Section titled “Audited actions list”

pinprick skips actions whose owner/repo@sha is already known to be clean. The check consults three sources, in order, and reports which one answered:

  • bundled — ships with the pinprick binary from audited-actions/ in the repo
  • local cache — written to ~/.cache/pinprick/audited/ after a successful live scan on this machine
  • pinprick.rs — fetched from the public audited-actions list (opt-in via fetch-remote = true in .pinprick.toml)

See Audited Actions for details on how the list works and how to contribute.

Without a token

Section titled “Without a token”

When no GitHub token is available, audit scans only workflow run: blocks.

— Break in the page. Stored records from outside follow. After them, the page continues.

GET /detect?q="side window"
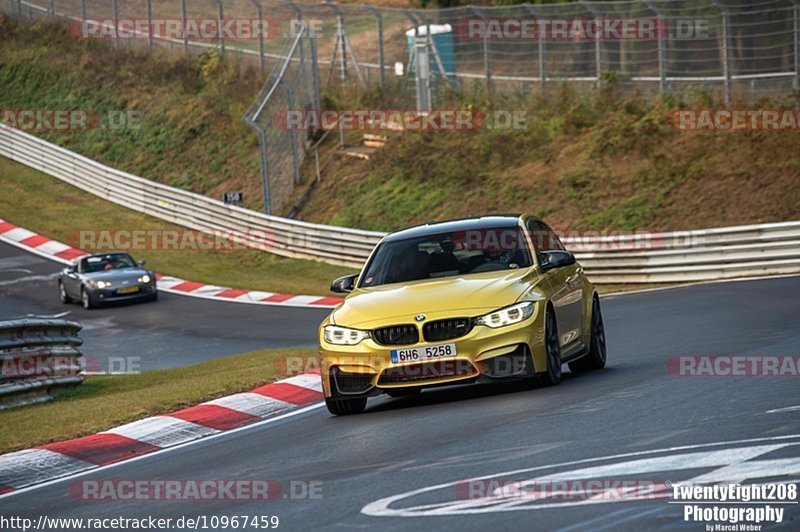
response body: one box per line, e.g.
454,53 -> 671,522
528,220 -> 566,254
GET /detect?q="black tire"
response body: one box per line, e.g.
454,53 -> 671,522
58,281 -> 72,305
81,288 -> 97,310
569,297 -> 606,373
386,388 -> 422,397
325,397 -> 367,416
538,308 -> 561,386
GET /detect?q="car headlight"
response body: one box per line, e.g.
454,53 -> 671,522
323,325 -> 370,345
475,301 -> 534,329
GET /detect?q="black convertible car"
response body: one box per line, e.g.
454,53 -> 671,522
58,253 -> 158,309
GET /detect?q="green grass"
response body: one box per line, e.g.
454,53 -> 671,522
0,349 -> 314,453
0,157 -> 352,295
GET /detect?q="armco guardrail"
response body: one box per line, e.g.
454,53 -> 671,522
0,319 -> 83,409
0,124 -> 383,267
0,124 -> 800,283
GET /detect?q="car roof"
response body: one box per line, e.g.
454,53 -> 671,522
81,251 -> 133,260
384,214 -> 522,242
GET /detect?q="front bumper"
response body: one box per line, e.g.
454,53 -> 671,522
319,304 -> 546,397
89,283 -> 158,303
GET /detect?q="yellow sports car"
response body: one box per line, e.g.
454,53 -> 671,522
319,215 -> 606,415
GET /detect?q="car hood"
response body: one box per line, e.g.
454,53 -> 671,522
85,268 -> 151,282
331,268 -> 537,329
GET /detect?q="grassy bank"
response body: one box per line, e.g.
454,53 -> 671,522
300,79 -> 800,231
0,157 -> 351,295
0,349 -> 314,453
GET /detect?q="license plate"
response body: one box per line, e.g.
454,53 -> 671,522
391,344 -> 456,364
119,286 -> 139,294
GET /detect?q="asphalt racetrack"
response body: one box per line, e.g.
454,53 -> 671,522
0,236 -> 800,531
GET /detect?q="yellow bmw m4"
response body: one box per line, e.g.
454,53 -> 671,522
319,215 -> 606,415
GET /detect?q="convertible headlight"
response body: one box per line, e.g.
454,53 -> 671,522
475,301 -> 534,329
323,325 -> 369,345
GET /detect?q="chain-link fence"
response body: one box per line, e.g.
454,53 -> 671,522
245,23 -> 320,214
7,0 -> 800,96
0,0 -> 800,212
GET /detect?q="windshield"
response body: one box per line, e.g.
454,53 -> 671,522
359,227 -> 532,288
82,254 -> 136,273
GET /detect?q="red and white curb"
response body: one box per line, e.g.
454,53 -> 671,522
0,370 -> 323,495
0,219 -> 342,308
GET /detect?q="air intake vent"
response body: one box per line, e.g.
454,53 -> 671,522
372,325 -> 419,345
422,318 -> 472,342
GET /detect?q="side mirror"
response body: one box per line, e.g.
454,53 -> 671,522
539,250 -> 575,272
331,273 -> 358,294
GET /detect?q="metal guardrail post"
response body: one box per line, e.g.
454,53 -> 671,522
364,4 -> 384,87
111,0 -> 119,48
645,0 -> 668,94
250,0 -> 266,72
147,0 -> 153,50
469,6 -> 492,97
713,0 -> 733,104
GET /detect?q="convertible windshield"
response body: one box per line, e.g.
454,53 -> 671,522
359,227 -> 532,288
82,253 -> 136,273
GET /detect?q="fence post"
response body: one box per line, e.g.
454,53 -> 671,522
364,4 -> 384,87
216,0 -> 225,57
525,4 -> 547,92
714,0 -> 733,104
645,0 -> 668,94
792,0 -> 800,90
147,0 -> 153,50
250,0 -> 266,72
256,127 -> 272,214
578,0 -> 603,86
181,0 -> 189,54
286,85 -> 300,186
308,30 -> 321,111
111,0 -> 119,48
469,6 -> 492,97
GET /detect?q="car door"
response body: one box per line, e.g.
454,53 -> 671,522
528,219 -> 584,355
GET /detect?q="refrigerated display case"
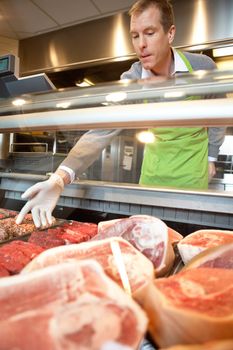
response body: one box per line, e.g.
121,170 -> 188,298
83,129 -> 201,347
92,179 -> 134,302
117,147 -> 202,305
0,71 -> 233,229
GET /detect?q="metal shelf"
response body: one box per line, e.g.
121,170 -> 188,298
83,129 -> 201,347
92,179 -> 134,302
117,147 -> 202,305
0,173 -> 233,229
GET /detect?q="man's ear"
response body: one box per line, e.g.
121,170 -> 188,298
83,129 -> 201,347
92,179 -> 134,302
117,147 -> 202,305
167,24 -> 176,45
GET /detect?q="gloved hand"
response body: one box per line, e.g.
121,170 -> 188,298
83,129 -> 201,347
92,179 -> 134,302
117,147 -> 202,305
16,174 -> 64,228
208,162 -> 216,182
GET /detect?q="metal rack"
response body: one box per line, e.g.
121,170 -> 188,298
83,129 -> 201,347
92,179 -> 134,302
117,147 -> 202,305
0,72 -> 233,229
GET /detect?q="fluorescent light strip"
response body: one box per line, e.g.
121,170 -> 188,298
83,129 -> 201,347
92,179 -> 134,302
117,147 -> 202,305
213,46 -> 233,57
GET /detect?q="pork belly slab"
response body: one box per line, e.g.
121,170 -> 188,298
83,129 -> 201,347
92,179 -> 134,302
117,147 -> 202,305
21,237 -> 154,295
184,242 -> 233,269
136,268 -> 233,347
0,260 -> 147,350
93,215 -> 175,276
177,230 -> 233,264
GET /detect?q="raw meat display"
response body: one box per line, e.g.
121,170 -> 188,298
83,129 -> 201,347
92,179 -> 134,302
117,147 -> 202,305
185,243 -> 233,269
0,208 -> 18,219
94,215 -> 175,276
28,227 -> 66,249
0,240 -> 43,277
139,268 -> 233,347
0,216 -> 36,242
177,230 -> 233,264
21,237 -> 154,295
0,263 -> 10,277
28,221 -> 97,249
161,339 -> 233,350
0,260 -> 147,350
60,221 -> 98,243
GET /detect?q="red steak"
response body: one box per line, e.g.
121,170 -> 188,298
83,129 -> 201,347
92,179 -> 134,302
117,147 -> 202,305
137,268 -> 233,347
177,230 -> 233,264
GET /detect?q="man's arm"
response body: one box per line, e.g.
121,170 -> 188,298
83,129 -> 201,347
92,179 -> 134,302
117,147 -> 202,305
16,129 -> 121,227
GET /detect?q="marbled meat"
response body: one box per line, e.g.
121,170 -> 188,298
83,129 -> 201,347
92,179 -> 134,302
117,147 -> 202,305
0,240 -> 43,277
28,221 -> 97,249
0,260 -> 147,350
21,237 -> 154,294
93,215 -> 175,276
139,268 -> 233,348
177,229 -> 233,264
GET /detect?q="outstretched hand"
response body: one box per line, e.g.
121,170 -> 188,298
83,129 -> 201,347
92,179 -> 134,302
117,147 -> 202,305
16,174 -> 64,228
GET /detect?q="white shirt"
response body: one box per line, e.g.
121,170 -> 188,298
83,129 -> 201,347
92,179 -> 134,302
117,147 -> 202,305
141,48 -> 189,79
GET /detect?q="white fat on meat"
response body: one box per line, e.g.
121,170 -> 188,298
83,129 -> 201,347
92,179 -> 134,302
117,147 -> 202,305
177,230 -> 233,264
21,237 -> 154,295
95,215 -> 174,276
138,268 -> 233,349
0,260 -> 147,350
184,243 -> 233,269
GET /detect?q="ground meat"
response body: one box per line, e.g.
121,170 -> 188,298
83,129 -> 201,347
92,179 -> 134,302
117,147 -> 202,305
0,241 -> 43,275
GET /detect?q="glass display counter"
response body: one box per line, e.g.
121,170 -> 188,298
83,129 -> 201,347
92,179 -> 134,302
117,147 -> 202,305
0,71 -> 233,229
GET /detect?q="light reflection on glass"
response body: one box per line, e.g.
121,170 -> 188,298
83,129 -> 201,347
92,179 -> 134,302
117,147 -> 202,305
136,131 -> 155,143
191,0 -> 208,44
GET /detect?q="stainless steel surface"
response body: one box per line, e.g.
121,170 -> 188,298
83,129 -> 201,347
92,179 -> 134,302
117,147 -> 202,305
0,99 -> 233,132
0,71 -> 233,132
0,134 -> 10,159
0,173 -> 233,229
10,142 -> 48,153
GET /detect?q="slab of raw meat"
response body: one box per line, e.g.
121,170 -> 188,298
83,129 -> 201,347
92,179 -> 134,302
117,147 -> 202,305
0,260 -> 147,350
0,208 -> 18,219
60,220 -> 98,243
22,237 -> 154,295
0,240 -> 43,276
185,243 -> 233,269
139,268 -> 233,347
28,221 -> 97,249
93,215 -> 175,276
0,218 -> 36,241
28,227 -> 66,249
177,230 -> 233,264
0,263 -> 10,277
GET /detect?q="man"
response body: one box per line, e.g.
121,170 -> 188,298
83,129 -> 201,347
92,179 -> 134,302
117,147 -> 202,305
17,0 -> 224,227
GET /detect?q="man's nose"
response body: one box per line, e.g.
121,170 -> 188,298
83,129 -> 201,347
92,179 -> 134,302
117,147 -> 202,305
139,35 -> 146,49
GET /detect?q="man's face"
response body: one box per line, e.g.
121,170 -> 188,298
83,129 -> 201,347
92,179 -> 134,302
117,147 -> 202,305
130,6 -> 175,74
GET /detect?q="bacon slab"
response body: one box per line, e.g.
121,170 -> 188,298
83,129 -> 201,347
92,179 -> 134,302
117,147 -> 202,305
0,261 -> 147,350
21,237 -> 154,295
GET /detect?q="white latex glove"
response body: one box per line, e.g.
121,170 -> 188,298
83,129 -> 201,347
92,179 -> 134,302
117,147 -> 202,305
209,162 -> 216,182
16,174 -> 64,228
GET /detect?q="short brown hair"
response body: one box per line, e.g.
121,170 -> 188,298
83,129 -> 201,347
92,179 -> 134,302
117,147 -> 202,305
129,0 -> 175,33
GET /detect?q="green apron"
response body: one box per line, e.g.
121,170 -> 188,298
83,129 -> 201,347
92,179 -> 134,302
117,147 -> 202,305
139,52 -> 208,189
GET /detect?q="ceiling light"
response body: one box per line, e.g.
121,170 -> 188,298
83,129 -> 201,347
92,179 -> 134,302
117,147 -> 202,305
136,131 -> 155,143
56,101 -> 71,109
75,78 -> 94,87
105,92 -> 127,102
213,46 -> 233,57
12,98 -> 26,107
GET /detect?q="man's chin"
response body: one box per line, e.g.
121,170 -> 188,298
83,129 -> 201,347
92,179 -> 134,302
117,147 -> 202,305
141,61 -> 153,70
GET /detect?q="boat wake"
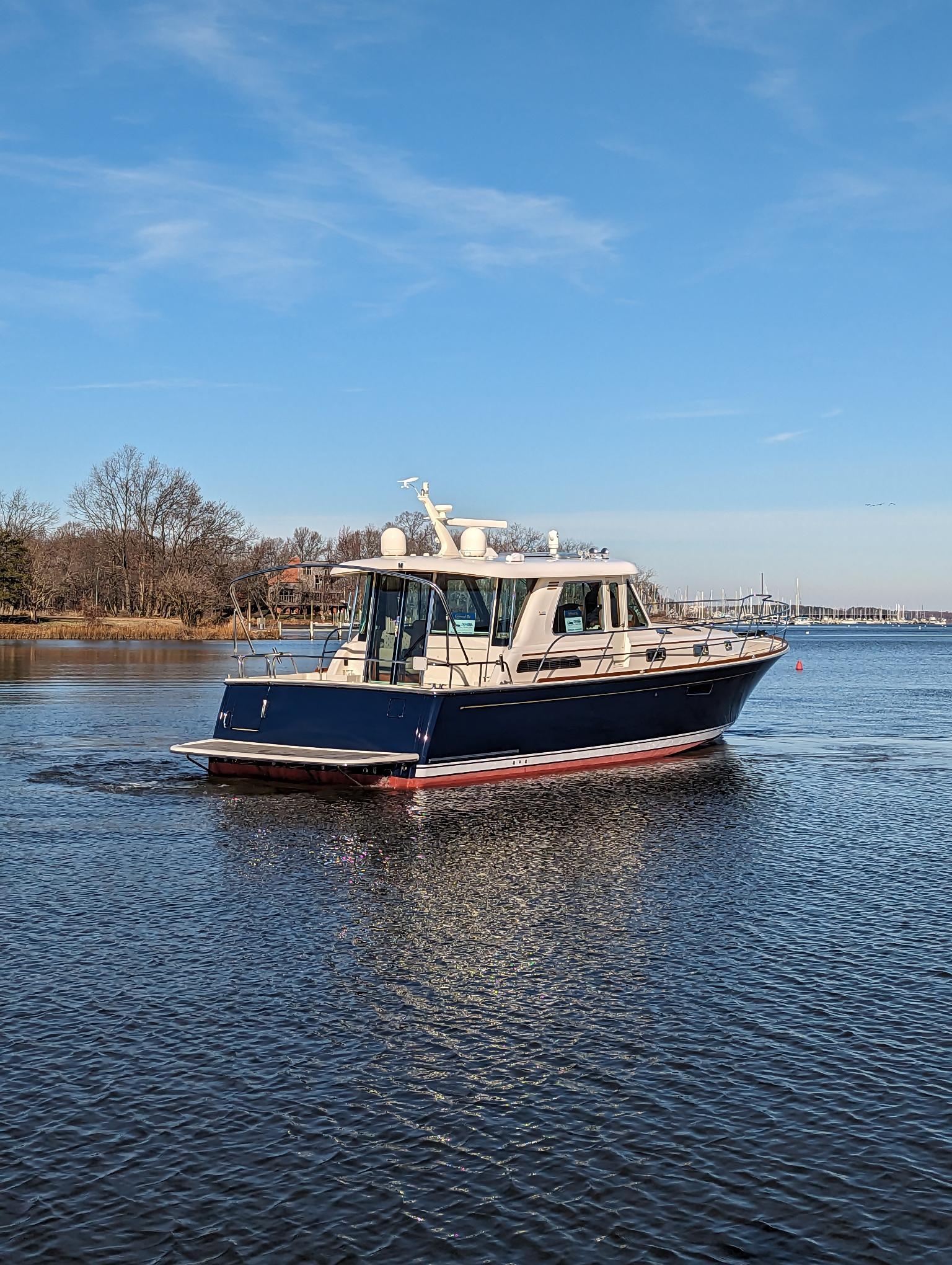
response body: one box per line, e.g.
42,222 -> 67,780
28,758 -> 208,796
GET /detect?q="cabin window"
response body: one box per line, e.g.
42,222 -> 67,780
493,579 -> 535,645
625,584 -> 648,629
552,579 -> 604,634
608,580 -> 622,629
367,575 -> 403,681
433,575 -> 496,636
348,574 -> 373,641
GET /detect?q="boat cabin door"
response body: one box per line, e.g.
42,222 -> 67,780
367,575 -> 431,685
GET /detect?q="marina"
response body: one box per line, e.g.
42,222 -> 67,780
0,628 -> 952,1263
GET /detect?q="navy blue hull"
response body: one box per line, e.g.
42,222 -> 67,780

Action source code is not fetched. This still catches the most common patterns (shell commands fetching unversioned resources) but misses JavaScript, Python, and Docker patterns inside actions.

Output formats

Section titled “Output formats”
  • Default: colored human-readable output with severity buckets
  • --json: machine-readable JSON for CI integration
  • --sarif: SARIF 2.1.0 for upload to GitHub code scanning
  • --verbose: also report allowed matches (fetches that fired a rule but were dropped because the URL is versioned)

Example

Section titled “Example”
$ pinprick audit
Scanning .github/workflows/ci.yml
  actions/checkout@de0fac2e audited (bundled)
  actions/upload-artifact@bbbca2dd audited (bundled)
Scanning .github/workflows/release.yml
  actions/attest@59d89421 audited (bundled)
  rust-lang/crates-io-auth-action@bbd81622 audited (local cache)
  Fetching Homebrew/actions/setup-homebrew@main (unpinned)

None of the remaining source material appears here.